Finn jerked his chin her way in greeting. “Whatcha having tonight?”

She didn’t drink much. She preferred to eat her calories, thank you very much, but after thinking about Caleb and how much he made her ache for things she’d given up, she realized she needed more than French fries. “Whiskey. On the rocks.”

“Rough day?”

She shrugged. “A banana is a hundred calories. A shot of whiskey’s only eighty. I’m just choosing wisely.”

Someone slid onto the barstool next to hers. She didn’t need to look over to know it was Caleb.
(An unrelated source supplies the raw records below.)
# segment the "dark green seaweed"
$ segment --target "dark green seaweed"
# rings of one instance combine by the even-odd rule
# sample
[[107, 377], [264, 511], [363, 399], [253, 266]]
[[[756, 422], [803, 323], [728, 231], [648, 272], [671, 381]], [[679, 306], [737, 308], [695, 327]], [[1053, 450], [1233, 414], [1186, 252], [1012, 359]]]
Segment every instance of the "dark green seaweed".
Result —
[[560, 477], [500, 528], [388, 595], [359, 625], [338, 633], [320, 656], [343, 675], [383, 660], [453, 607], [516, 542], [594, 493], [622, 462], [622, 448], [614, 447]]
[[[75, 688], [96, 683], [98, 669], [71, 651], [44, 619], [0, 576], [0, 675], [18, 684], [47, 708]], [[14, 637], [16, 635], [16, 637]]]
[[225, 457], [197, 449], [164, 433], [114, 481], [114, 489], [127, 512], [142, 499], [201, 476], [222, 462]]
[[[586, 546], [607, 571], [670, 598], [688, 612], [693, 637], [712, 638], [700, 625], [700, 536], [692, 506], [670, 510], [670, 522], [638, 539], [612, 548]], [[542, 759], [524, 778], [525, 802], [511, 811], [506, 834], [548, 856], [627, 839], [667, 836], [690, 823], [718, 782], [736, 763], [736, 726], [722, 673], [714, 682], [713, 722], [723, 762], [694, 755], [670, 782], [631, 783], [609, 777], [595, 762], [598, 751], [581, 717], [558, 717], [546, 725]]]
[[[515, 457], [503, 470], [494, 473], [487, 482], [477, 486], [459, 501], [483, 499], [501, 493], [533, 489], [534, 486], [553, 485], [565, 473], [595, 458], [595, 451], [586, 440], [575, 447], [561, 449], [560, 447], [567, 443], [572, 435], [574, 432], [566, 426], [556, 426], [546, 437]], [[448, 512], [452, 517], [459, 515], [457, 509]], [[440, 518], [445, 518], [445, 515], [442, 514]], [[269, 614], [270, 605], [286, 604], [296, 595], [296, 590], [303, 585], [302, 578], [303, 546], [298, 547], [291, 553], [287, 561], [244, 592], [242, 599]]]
She could tell because her nipples got hard.

“How about you?” Finn asked her new barstool neighbor. “Rough day?”

When he didn’t answer right away, Sadie turned to look at him.

“More like frustrating,” he murmured, eyes on her. “Someone I wanted to talk to is playing the coy game and hasn’t returned a call.”

“Maybe it’s not about being coy,” she said. “Maybe it’s about being . . .” What? Afraid? That was weak. And she didn’t do weak. “Cautious,” she said.

“Where’s the fun in that?” As he spoke, there was a flash of something in his gaze, maybe frustration that she was being aloof. But it was instinct, a knee-jerk reaction thanks to her need to try to control her emotions, especially around him.

And for him . . .

But now that he’d had his hands on her, she was having a hell of a time controlling herself at all. And he was changing a lot of what she thought she knew of him. On the outside, he gave the world that laid-back, easygoing smile. All while holding most of himself back.

But in those sixty seconds that he’d had his mouth and hands on her, he hadn’t held anything back, giving her a glimpse of a man who had depths she hadn’t even guessed at.

“What’ll it be for you?” Finn asked Caleb.

“Fuzzy Navel.”

Finn nodded and moved away to make the drinks.

Sadie went brows up. “Did you order a Fuzzy Navel just so I’d ask you why you’d order such a thing?”